You'd be surprised to discover that a movie as commercial as The Long Hot Summer (1958) came from a few stories by William Faulkner, culled from his three-part novel The Hamlet and another short story called "Barn Burning." It may contain the seeds of Faulkner, but it's been filtered through the MGM mill and turned into a glossy-looking soap opera about a Mississippi patriarch named Will Varner (Orson Welles) who wants to marry off his 23-year-old daughter Clara (Joanne Woodward) to a slick stranger named Ben Quick (Paul Newman), whose reputation as a barn burner precedes him. Will sees in Ben Quick a youthful version of himself: someone bold and sly and opportunistic, and with enough charm and charisma to con anybody.
The screenplay by Irving Ravetch and Harriet Frank, Jr., is full of movie lines that could never be mistaken for realistic dialogue. That's part of the fun, because the actors are so skilled and so much fun to watch as they turn the bad poetic lines into intentional self-parody. You always feel that the cast is winking at you, that they aren't taking The Long Hot Summer too seriously, and neither should you. But the movie has a certain pull to it, too. Director Martin Ritt knows how to keep a movie from going dull. His chief appeal is the cast, which is full of fresh-faced young actors, most of them trained at the Actors' Studio (a fact which is said to have caused a certain degree of conflict with Orson Welles, who didn't have a background in the Method, and who may have looked down on it as an inferior acting technique.) Ritt keeps the cameras on the faces of his mostly attractive cast. Welles has been made-up to look older, and his weight, which had accumulated in the last few years, has turned him into something unintentionally comical. He looks the part, a bloated Southern tycoon who refuses to be contradicted by anyone. Welles turns his dialogue into food: he's gobbling the lines so ferociously that it's difficult to understand what he's saying half the time. (Many of his lines had to be re-recorded later because they weren't intelligible).

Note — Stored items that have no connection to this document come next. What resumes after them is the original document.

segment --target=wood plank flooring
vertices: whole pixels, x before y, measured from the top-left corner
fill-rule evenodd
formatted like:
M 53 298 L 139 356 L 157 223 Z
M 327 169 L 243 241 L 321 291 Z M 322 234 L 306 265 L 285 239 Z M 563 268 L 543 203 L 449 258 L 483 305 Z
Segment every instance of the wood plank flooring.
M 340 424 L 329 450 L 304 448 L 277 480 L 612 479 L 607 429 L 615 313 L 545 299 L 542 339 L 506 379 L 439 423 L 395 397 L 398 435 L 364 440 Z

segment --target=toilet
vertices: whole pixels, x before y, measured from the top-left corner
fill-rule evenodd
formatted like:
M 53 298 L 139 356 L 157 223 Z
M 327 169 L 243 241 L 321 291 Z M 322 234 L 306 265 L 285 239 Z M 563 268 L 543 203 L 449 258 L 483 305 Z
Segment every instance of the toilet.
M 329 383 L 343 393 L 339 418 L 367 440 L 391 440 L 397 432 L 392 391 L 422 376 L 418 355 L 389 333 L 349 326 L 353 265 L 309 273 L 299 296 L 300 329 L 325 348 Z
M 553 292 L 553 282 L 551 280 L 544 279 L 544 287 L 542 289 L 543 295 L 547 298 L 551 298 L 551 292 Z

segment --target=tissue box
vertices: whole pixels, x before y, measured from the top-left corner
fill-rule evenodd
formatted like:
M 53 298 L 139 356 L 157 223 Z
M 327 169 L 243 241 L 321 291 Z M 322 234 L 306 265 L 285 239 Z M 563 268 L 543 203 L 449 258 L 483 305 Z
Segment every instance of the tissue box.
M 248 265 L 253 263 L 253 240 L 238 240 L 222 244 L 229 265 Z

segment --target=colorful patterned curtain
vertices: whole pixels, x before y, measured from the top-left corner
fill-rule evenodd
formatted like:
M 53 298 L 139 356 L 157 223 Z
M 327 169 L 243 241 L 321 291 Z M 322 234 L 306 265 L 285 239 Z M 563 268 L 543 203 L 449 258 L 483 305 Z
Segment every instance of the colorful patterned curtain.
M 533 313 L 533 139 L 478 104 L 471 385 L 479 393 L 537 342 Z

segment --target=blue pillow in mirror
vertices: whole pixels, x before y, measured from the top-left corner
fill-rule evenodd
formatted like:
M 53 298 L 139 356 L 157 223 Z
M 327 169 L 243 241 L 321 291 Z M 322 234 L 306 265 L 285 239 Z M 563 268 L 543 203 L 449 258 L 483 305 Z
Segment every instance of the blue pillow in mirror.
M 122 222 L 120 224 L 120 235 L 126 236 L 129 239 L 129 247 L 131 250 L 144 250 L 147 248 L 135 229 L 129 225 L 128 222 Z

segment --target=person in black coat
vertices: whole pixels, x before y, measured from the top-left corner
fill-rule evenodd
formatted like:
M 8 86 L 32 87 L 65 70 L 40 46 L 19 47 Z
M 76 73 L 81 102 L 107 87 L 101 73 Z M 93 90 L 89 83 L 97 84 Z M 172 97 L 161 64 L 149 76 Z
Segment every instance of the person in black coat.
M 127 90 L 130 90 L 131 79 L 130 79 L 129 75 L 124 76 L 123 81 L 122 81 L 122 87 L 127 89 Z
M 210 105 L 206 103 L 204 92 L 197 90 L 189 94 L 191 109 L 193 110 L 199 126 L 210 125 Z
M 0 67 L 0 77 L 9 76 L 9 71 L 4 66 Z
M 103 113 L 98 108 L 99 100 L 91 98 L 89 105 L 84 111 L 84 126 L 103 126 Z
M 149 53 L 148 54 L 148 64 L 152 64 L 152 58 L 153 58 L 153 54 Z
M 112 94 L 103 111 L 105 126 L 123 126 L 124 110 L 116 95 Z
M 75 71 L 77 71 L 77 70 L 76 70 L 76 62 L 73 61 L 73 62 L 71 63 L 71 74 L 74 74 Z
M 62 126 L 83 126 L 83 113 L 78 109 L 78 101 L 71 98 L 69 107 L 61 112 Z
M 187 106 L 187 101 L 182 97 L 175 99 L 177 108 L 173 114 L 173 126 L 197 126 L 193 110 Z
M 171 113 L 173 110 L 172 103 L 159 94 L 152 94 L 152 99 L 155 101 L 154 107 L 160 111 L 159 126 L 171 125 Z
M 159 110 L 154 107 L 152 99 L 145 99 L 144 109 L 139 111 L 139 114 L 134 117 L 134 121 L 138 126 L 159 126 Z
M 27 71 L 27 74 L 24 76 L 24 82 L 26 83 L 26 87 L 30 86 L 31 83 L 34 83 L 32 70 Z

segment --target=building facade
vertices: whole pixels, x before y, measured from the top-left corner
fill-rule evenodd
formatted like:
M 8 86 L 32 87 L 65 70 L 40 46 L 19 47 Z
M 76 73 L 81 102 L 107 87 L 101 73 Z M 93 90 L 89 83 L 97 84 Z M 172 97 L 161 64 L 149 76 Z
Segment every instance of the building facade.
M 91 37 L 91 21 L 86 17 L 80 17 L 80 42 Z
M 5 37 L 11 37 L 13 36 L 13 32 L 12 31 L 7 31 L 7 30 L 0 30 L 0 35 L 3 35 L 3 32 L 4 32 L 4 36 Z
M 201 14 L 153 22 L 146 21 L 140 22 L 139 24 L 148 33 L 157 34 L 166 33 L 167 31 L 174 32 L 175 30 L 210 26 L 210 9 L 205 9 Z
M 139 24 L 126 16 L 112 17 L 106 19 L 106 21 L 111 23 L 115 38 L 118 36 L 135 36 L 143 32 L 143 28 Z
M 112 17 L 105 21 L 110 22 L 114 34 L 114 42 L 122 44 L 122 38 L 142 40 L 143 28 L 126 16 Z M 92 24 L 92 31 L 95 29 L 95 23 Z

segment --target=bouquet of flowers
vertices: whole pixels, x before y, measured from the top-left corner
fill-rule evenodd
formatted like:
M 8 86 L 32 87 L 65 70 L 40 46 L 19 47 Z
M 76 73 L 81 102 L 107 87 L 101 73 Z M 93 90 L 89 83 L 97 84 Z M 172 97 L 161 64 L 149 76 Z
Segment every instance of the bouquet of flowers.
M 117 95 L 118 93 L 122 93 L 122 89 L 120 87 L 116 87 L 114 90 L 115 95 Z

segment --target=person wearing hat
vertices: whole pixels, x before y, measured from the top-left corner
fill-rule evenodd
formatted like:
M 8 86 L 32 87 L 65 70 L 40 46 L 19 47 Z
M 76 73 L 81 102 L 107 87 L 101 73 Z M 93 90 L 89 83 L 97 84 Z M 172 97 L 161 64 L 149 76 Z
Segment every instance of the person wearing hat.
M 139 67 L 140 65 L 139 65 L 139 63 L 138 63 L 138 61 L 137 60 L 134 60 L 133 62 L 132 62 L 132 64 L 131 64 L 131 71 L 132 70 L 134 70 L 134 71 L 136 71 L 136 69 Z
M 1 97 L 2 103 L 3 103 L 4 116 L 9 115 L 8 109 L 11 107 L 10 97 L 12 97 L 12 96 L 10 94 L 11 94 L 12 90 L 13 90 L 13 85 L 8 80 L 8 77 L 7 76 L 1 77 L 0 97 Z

Everyone in this movie is in heat. (This is, first and foremost, a movie about sex: who's getting it and who isn't getting it and who's contented with it and who isn't.) Joanne Woodward's character, for one, isn't getting it, and moreover she's feeling pulled in too many directions: her domineering father wants grandsons to carry on his family name (a concern for which he exhibits a certain dogged obsession). Her longtime gentleman caller, Allan (Richard Anderson), is content to maintain the status quo. Allan treats her like a respectable eternal virgin, and she responds to this with a certain degree of graciousness because it seems like the right way to be treated. Ben Quick riles her, because he treats her like a woman with full of passions. It's the fact that he can sense her desires without her acknowledging them that steams her, and attracts her, to him. But she can't let herself like him too easily, because that's what her father wants. It's all delightfully uncomplicated complication, and only the ending, where too many dramatic points are wrapped up too easily, feels clumsy. The rest of the movie is breezy and energetic.
With Anthony Franciosa as Will Varner's simpering son Jody, who can't compete with the new rival, Ben, for his daddy's respect; and Lee Remick as Jody's trophy wife, a giddy young thing who spends most of the picture being chased around playfully by her amorous husband. Also with Angela Lansbury, as Will's longtime companion, a no-nonsense innkeeper named Minnie Littlejohn.